The launch of the digital yuan is seen as more of a security measure, as China’s victory in the digital currencies domain may ultimately become a step toward the end of the U.S. dollar as the global reserve currency. Some analysts predict that the digital yuan will replace the dollar on the world market in 15 years.
Chu told Cointelegraph that the main task of the digital currency currently being implemented in China is to replace paper money, which is the first step in the development of its digital economy. However, according to him, the full transition to a digital Chinese economy will take years:
“It should also be noted that even if the pilot of China’s digital currency is successful, the proportion of digital currency in the total amount of currency may remain at a low level for a period of time, and it is unlikely that the traditional financial system will be reconstructed in a short time.”
In an interview with Cointelegraph, Beijing Red Date Technology’s He called China’s digital currency “just a testing project,” adding that it won’t have any impact on the Chinese economy, world trades or financial worlds:
“At the beginning, it might only be able to be used between individual customers and merchants. It would not even support corporate-to-corporate transfer. […] Also, it is expected that the individuals won’t feel any difference using DCEP from using AliPay or WeChat Pay.”
He also added that the spread of use of the currency will also depend on three things: the volume that the Chinese central bank will officially release, the level of interest from commercial banks, and the willingness of people to use it instead of Alipay and WeChat Pay. However, according to him, the digital yuan is unlikely to attract the same level of interest as Alipay and WeChat Pay. He also added, “Until DCEP is officially used on corporate-to-corporate money transfer or international wire, it will not have any visible impact on Chinese economy.”

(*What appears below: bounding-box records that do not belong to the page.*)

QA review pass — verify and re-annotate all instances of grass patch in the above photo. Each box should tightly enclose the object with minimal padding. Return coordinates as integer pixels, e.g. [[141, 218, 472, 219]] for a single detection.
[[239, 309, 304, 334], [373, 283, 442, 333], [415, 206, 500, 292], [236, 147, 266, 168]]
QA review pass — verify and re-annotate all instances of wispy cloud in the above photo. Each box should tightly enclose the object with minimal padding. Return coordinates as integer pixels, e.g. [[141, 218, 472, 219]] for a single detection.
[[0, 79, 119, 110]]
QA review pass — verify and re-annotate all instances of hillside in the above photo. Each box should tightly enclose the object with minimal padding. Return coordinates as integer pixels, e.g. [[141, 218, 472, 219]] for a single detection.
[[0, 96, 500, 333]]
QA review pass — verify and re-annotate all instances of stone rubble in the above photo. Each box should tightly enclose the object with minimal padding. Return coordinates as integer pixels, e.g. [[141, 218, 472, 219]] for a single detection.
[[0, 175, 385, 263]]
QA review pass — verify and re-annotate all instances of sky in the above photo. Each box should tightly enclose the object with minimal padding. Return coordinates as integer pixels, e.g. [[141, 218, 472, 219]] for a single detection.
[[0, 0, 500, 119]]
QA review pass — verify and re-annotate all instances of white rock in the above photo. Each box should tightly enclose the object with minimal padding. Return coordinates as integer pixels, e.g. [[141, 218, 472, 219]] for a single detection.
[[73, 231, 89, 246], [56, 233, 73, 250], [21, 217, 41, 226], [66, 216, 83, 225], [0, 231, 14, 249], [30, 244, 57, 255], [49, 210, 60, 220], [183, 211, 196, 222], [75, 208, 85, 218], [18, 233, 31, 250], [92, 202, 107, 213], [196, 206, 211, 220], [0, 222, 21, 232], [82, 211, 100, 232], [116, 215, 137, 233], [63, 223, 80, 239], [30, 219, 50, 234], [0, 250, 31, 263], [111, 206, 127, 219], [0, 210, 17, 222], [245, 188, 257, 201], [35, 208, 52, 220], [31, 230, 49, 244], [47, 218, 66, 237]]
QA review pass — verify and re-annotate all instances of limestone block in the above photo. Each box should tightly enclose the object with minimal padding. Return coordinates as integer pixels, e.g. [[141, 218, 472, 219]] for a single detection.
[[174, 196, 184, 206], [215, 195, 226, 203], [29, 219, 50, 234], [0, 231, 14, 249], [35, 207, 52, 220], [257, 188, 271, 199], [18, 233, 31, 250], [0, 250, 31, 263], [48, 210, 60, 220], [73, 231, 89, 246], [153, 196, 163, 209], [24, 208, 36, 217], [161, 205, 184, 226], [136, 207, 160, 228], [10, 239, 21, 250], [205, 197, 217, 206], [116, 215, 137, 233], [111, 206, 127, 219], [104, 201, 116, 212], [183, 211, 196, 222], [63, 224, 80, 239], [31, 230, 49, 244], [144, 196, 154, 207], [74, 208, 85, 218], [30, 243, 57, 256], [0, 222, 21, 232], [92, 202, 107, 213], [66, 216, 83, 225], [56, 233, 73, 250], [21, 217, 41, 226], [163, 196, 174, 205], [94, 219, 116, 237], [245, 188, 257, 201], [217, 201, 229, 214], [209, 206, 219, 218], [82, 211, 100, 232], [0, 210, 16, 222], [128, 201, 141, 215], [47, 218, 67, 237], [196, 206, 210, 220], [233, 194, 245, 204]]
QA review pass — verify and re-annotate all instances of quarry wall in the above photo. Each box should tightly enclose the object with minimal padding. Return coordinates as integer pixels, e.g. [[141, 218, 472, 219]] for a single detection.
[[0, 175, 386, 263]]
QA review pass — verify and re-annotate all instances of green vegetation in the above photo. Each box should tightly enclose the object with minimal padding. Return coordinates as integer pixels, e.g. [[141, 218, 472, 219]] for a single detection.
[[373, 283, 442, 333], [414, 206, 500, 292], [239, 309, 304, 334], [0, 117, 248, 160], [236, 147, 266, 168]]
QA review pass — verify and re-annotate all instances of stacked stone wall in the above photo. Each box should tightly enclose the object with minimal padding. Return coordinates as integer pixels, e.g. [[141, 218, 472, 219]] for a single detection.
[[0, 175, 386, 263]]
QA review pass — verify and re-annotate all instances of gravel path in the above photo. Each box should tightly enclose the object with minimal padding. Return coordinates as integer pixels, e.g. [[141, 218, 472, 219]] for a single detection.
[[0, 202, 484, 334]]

With the introduction of the digital yuan, China aims to establish a dominating position in the blockchain market rather than in the world economy, as Taeed’s comments to Cointelegraph suggested:
“China wants to be the home of blockchain, as the West Coast is the home of digital IP, believing that blockchain will be 10x greater than the internet.”
He also added that the future global market for blockchain is considered to be over $100 trillion, of which China aims to dominate 70% — a share it currently has and seeks to maintain. Chinese peer-to-peer payment systems are already larger than payment systems such as Mastercard and Visa combined, so the new currency is considered to be part of a suite of fifth-generation payment systems.
Given the fact that the digital yuan is the only legal cryptocurrency in China, the country’s government is unlikely to change its stance on cryptocurrencies in general. FinStep Asia’s Ahmed told Cointelegraph:
“I do not expect that the authorities will change their view on retail cryptocurrencies. They will likely continue to be banned, especially if the authorities want the e-RMB to be widely adopted with no competition. Another reason cryptos will continue to be banned is to do with the cross border nature of cryptocurrencies which could lead to capital movement out of mainland, which is highly restricted.”
While both projects are still at an early stage of introduction into mass use, it’s now clear that they have become the largest developments in the field of cryptographic technologies in Chinese history. Some experts have high hopes for the country’s Blockchain-based Service Network and CBDC. Chu shared his expectations with Cointelegraph on the matter:
“We shall believe that legal digital currency will show strong vitality in various business ecosystems and payment channels in the future.”
The People’s Bank of China has not yet confirmed the official launch date of the new currency, but local news outlets tentatively place it in the middle of 2021, meaning that the next two years could be decisive for the wide adoption of these technologies.